Sublinear Time Algorithm for PageRank Computations and Related Applications by Christian Borgs, Michael Brautbar, Jennifer Chayes, Shang-Hua Teng
In a network, identifying all vertices whose PageRank is more than a given threshold value $\Delta$ is a basic problem that has arisen in Web and social network analyses. In this paper, we develop a nearly optimal, sublinear time, randomized algorithm for a close variant of this problem. When given a network \graph, a threshold value $\Delta$, and a positive constant $c>1$, with probability $1-o(1)$, our algorithm will return a subset $S\subseteq V$ with the property that $S$ contains all vertices of PageRank at least $\Delta$ and no vertex with PageRank less than $\Delta/c$. The running time of our algorithm is always $\tilde{O}(\frac{n}{\Delta})$. In addition, our algorithm can be efficiently implemented in various network access models including the Jump and Crawl query model recently studied by \cite{brautbar_kearns10}, making it suitable for dealing with large social and information networks.
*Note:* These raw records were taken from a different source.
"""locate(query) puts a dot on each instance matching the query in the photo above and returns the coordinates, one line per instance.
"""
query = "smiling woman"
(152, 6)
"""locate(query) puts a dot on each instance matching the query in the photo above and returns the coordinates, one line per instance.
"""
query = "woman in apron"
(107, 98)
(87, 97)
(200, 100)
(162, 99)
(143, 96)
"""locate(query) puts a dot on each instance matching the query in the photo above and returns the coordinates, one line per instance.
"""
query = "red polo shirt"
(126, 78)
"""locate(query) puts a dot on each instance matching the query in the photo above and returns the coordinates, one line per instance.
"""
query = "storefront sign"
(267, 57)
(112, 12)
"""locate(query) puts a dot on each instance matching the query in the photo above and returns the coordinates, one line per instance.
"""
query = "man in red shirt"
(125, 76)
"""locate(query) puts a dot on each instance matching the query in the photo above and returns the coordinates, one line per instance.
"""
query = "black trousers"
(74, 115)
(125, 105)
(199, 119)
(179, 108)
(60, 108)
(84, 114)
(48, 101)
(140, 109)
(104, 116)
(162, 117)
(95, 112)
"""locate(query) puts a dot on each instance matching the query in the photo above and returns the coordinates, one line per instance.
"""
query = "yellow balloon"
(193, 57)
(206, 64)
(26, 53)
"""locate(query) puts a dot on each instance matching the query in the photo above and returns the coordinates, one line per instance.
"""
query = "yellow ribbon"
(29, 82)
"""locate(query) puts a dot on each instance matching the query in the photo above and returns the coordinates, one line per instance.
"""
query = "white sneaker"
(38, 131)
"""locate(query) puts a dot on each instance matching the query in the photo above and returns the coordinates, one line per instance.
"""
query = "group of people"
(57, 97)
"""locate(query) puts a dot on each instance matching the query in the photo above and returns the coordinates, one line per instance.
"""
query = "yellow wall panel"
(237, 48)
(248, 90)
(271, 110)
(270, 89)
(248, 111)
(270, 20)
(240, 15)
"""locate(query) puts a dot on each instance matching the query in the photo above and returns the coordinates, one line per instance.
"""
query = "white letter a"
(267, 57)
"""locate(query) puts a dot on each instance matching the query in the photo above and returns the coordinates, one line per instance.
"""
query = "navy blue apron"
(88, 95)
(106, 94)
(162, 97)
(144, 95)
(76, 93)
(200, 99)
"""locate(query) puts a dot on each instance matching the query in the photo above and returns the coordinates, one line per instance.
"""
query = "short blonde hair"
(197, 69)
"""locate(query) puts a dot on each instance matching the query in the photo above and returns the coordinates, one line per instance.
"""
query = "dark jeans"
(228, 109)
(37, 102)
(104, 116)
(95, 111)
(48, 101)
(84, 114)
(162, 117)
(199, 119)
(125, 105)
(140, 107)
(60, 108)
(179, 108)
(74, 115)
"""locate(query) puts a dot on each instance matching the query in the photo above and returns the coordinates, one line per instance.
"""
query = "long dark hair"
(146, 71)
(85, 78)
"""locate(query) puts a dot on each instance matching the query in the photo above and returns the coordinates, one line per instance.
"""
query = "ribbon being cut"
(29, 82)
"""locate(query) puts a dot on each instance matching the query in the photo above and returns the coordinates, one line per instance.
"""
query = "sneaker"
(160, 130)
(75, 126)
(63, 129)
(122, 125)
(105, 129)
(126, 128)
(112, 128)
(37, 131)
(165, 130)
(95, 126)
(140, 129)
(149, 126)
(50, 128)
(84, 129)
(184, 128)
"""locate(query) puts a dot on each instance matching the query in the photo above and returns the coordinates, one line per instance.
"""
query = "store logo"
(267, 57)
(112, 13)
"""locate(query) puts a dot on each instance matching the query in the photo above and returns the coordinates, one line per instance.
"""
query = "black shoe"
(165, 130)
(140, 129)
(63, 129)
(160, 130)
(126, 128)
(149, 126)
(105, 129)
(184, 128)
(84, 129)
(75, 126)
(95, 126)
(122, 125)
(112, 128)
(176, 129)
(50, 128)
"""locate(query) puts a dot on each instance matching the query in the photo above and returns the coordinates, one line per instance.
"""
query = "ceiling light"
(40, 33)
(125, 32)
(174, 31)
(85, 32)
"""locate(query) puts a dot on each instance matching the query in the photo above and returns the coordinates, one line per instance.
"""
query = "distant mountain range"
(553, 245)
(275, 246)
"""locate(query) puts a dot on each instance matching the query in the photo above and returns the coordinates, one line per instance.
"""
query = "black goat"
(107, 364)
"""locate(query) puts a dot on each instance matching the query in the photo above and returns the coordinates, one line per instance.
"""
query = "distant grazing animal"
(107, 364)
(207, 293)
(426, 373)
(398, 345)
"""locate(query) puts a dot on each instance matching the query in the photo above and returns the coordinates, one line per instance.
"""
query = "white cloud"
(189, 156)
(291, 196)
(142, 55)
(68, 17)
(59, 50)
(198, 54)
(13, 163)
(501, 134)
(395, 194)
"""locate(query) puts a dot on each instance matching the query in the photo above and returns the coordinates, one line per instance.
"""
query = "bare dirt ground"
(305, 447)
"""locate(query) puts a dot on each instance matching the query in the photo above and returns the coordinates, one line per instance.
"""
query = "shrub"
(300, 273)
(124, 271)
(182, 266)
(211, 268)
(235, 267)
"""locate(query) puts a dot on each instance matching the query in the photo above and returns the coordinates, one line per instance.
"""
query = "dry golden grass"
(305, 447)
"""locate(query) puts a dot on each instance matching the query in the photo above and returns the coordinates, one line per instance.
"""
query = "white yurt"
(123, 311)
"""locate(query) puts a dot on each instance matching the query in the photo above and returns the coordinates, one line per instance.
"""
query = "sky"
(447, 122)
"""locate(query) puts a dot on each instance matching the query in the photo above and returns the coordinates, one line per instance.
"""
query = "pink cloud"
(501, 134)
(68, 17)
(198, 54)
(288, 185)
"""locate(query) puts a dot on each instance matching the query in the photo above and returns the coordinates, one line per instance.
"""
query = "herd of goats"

As part of our analysis, we show that any algorithm for solving this problem must have expected time complexity of ${\Omega}(\frac{n}{\Delta})$. Thus, our algorithm is optimal up to a logarithmic factor. Our algorithm (for identifying vertices with significant PageRank) applies a multi-scale sampling scheme that uses a fast personalized PageRank estimator as its main subroutine. We develop a new local randomized algorithm for approximating personalized PageRank, which is more robust than the earlier ones developed by Jeh and Widom \cite{JehW03} and by Andersen, Chung, and Lang \cite{AndersenCL06}. Our multi-scale sampling scheme can also be adapted to handle a large class of matrix sampling problems that may have potential applications to online advertising on large social networks (See the appendix).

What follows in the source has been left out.